48 - Christian II. von Sachsen

Christian II. von Sachsen (*23.09.1583 in Dresden †23.06.1611 in Dresden) war von 1591 bis 1611 Kurfürst von Sachsen

Christian II. war als ältester Sohn Christian I. Kurfürst von Sachsen beim Tod des Vaters für dessen Nachfolge als Kurfürst zu jung. Deshalb führte sein Vormund Herzog Friedrich Wilhelm von Sachsen-Weimar zehn Jahre die Regierungsgeschäfte und übertrug sie seinem Schützling an dessen achtzehntem Geburtstag.
Mit seinen neuen Herrscheraufgaben zeigte sich Kurfürst Christian II. hoffnungslos überfordert. Träge im Denken und Handeln interessierten ihn die sächsische Politik und der Ausbau des Einflusses der Wettiner kaum. Obwohl Kursachsen beim Tode des kinderlosen Herzogs von Kleve Anspruch auf das Land erhob, kamen dem wenig ehrgeizigen und unentschlossenen sächsischen Fürsten andere Herrscher zuvor. Christian II. begnügte sich indessen ohne Landgewinnung mit dem vom Kaiser verliehenen Titel ‚Herzog von Kleve und Jülich’ samt Wappen.

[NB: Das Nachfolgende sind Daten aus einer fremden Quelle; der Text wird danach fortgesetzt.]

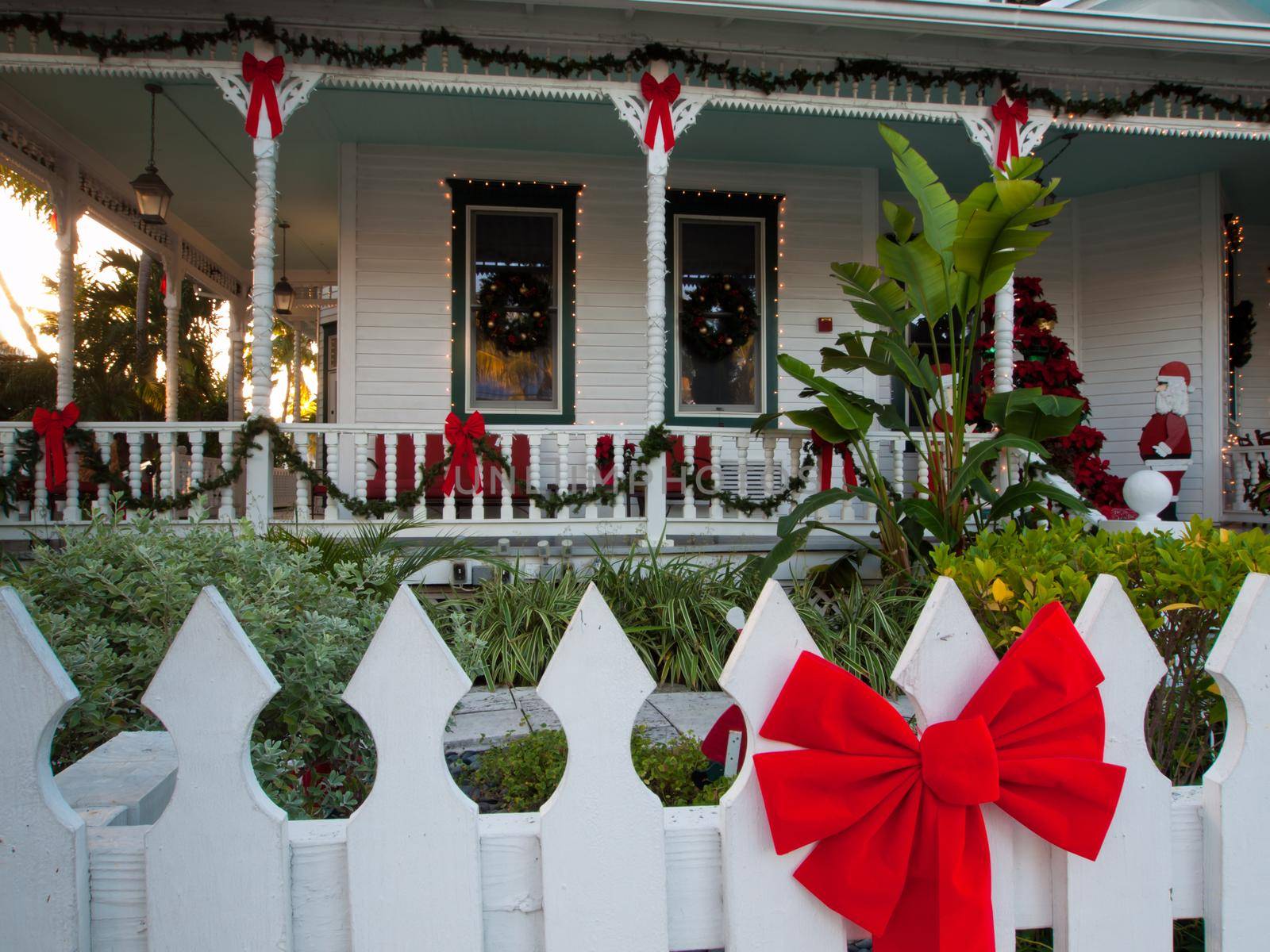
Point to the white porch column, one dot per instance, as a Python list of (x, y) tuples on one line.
[(234, 378), (67, 209), (171, 353), (292, 92), (633, 108)]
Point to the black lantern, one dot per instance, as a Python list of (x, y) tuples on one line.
[(152, 194), (283, 295)]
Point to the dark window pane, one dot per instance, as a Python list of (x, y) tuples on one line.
[(514, 245), (709, 249)]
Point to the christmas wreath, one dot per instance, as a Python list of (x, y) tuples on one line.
[(719, 317), (514, 311)]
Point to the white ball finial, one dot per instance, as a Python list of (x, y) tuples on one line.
[(1147, 493)]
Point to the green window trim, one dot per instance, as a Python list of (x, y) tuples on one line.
[(480, 194), (725, 205)]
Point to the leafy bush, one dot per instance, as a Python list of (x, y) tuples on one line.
[(1183, 589), (521, 774), (112, 598)]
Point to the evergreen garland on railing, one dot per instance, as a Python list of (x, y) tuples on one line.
[(656, 442), (704, 67)]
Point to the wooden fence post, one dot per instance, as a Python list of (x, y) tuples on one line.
[(1236, 828), (44, 858), (765, 907), (941, 666), (603, 847), (413, 846), (217, 860), (1092, 908)]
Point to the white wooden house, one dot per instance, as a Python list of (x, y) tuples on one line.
[(408, 186)]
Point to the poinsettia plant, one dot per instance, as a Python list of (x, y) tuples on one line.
[(933, 273)]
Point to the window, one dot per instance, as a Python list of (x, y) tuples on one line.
[(514, 300), (722, 309)]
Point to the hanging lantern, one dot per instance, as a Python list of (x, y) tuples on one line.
[(283, 295), (152, 192)]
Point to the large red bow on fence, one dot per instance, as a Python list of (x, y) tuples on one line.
[(463, 437), (660, 97), (52, 425), (1010, 117), (901, 843), (264, 75)]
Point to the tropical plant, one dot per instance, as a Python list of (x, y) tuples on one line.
[(933, 283), (110, 600), (520, 776), (372, 558), (1183, 589)]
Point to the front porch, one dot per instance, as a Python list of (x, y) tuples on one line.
[(1134, 270)]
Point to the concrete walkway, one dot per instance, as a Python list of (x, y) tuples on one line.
[(486, 717)]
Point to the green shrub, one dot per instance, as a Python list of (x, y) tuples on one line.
[(675, 612), (111, 600), (1183, 589), (521, 774)]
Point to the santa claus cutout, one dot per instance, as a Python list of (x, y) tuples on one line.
[(1165, 443)]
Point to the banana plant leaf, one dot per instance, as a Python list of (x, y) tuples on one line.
[(1033, 414)]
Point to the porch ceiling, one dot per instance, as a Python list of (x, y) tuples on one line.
[(205, 156)]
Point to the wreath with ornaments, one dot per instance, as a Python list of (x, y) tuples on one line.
[(719, 317), (514, 311)]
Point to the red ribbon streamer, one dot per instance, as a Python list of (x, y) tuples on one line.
[(463, 436), (264, 76), (901, 844), (660, 97), (1011, 118), (52, 425)]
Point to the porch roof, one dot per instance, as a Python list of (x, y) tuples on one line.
[(206, 159)]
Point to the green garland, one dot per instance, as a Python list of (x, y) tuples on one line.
[(694, 63), (657, 442)]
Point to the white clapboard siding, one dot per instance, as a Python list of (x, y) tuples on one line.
[(1142, 298), (400, 317), (217, 865), (603, 865), (768, 908), (399, 854), (603, 858), (1236, 823), (44, 857)]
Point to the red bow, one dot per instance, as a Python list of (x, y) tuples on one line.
[(52, 425), (264, 75), (660, 97), (463, 437), (1011, 117), (901, 843)]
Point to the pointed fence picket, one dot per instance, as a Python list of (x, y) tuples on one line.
[(603, 865)]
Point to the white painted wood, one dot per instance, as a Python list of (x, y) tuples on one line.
[(413, 847), (209, 691), (1236, 831), (44, 858), (1092, 911), (512, 881), (765, 907), (941, 666), (603, 857)]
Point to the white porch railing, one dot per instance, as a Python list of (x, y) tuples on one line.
[(602, 866), (381, 463)]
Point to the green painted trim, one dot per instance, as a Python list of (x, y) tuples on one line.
[(546, 196), (765, 206)]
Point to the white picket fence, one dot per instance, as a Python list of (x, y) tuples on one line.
[(602, 867)]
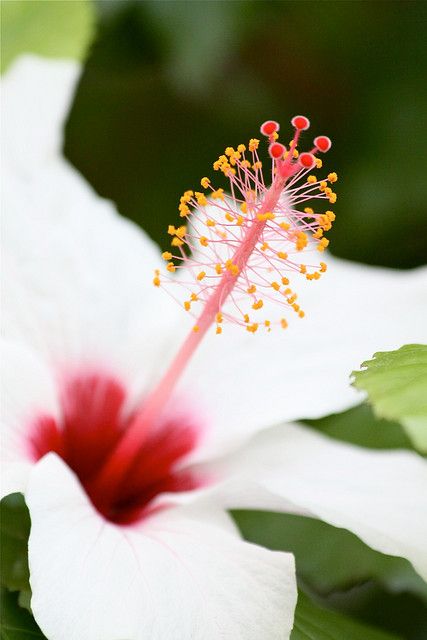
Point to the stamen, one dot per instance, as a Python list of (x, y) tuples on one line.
[(237, 252)]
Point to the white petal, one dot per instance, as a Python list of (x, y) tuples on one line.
[(250, 382), (173, 577), (36, 94), (86, 274), (27, 390), (381, 496)]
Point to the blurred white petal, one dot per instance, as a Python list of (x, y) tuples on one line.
[(381, 496), (177, 576)]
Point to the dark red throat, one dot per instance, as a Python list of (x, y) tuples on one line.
[(91, 424)]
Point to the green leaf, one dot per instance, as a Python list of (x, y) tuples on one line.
[(16, 623), (360, 426), (327, 558), (53, 29), (14, 529), (312, 622), (396, 384)]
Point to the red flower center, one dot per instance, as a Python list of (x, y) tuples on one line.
[(91, 424)]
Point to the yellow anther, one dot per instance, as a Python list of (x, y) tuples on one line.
[(184, 211), (322, 244), (218, 194), (301, 241), (252, 327), (265, 216), (253, 144), (201, 199), (324, 222)]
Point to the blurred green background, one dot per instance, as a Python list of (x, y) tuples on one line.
[(169, 84)]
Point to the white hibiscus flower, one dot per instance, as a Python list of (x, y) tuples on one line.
[(86, 339)]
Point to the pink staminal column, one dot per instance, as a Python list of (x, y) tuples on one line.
[(247, 226)]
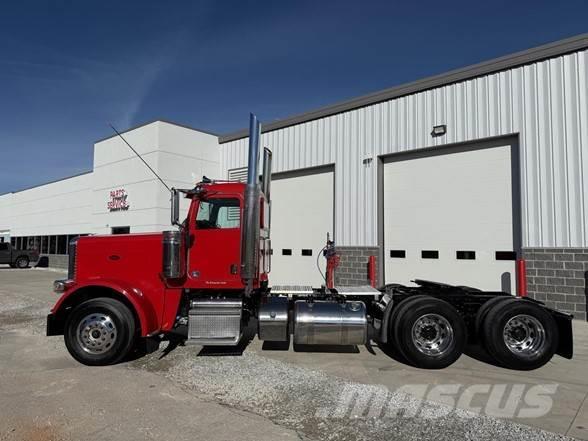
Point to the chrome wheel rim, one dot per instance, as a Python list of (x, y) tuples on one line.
[(96, 333), (432, 335), (524, 335)]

Sein Hass gegen die Calvinisten und seine Treue zum Kaiser führten zu Beginn des 17. Jahrhunderts zum Verlust der sächsichen Führungsrolle in der Ausbreitung und Festigung des protestantischen Glaubens. Christian II. fehlen Weitblick und Reife, Tatkraft und Fleiß. Sein Alltag beschränkte sich auf die Jagd, auf ausschweifende Gelage mit übermäßigen Alkoholgenuss, auf Turniere und Ritterspiele.

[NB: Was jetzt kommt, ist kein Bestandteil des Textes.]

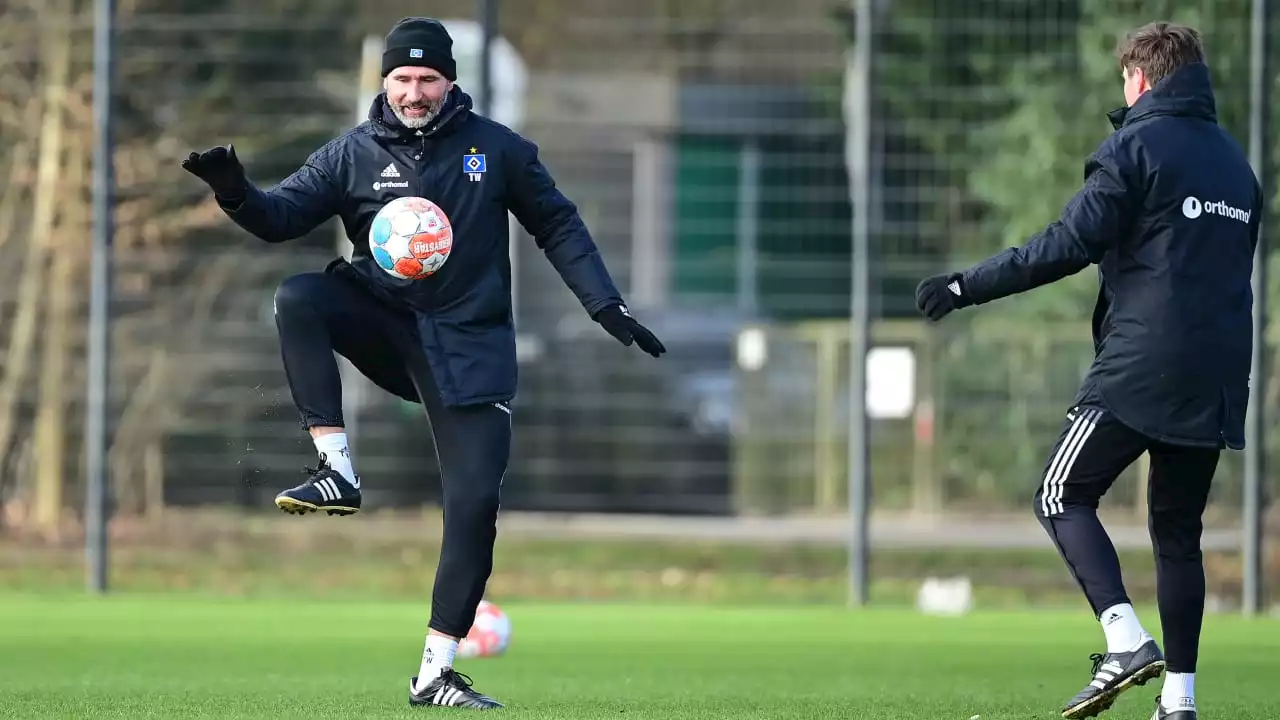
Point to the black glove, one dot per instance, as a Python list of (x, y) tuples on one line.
[(220, 171), (937, 296), (617, 320)]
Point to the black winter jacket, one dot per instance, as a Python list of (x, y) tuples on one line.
[(464, 310), (1170, 212)]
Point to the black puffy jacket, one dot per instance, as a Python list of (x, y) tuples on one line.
[(464, 310), (1170, 213)]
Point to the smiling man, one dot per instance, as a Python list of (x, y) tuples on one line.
[(446, 341)]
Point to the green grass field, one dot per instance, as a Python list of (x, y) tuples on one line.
[(183, 656)]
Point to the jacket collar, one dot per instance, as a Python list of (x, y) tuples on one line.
[(457, 108), (1187, 92)]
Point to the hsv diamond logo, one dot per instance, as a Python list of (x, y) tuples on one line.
[(474, 165)]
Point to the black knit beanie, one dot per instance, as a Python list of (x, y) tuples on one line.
[(420, 42)]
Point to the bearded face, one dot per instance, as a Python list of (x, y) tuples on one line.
[(416, 95)]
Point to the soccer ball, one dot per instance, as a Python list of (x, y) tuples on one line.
[(411, 238), (489, 636)]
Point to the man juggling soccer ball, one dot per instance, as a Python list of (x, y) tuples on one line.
[(1170, 213), (423, 188)]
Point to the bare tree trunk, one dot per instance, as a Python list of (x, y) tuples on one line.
[(49, 192), (59, 345), (55, 63)]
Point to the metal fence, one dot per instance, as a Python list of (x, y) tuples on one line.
[(705, 146)]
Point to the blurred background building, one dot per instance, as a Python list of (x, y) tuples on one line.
[(704, 142)]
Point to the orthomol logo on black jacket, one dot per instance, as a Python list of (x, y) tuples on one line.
[(1194, 208)]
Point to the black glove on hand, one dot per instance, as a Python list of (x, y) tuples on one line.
[(937, 296), (617, 320), (220, 171)]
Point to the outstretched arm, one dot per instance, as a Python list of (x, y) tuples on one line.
[(292, 209), (1093, 222)]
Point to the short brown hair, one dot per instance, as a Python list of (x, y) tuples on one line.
[(1160, 49)]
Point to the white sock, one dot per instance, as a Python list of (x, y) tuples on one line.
[(1123, 629), (336, 450), (437, 656), (1179, 691)]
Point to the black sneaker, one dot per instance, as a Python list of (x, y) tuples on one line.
[(1112, 674), (1183, 714), (325, 491), (451, 689)]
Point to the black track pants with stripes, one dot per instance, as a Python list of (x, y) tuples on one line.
[(1092, 450), (319, 314)]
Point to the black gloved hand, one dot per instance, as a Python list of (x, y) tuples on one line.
[(937, 296), (220, 171), (617, 320)]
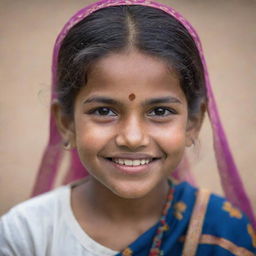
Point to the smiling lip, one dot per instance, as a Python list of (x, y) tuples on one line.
[(132, 164)]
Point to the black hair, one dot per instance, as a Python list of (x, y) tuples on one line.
[(114, 29)]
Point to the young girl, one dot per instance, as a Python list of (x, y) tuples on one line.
[(130, 90)]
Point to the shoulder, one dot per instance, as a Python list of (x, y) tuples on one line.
[(39, 206), (227, 224), (29, 222)]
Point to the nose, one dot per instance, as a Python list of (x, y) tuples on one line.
[(132, 134)]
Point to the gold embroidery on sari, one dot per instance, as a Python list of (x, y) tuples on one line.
[(179, 208)]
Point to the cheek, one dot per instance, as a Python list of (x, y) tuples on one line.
[(91, 139)]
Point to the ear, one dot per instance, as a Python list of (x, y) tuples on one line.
[(194, 125), (65, 125)]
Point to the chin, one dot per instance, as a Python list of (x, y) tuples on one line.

Diese wurden ihm 1611 zum Verhängnis, da er sich völlig überhitzt an einem Krug kalten Bieres labte und am Abend des Turniertages – am 23. Juni 1611 – vom Schlag getroffen wurde. Einer der unbedeutendsten Wettiner hatte so mit nur 28 Jahren sein Leben beendet und fand im Freiberger Dom ‚St. Marien’ seine letzte Ruhestätte. Christian II. hinterließ keine Erben, da die mit der dänischen Prinzessin Hedwig 1602 geschlossene Ehe kinderlos blieb.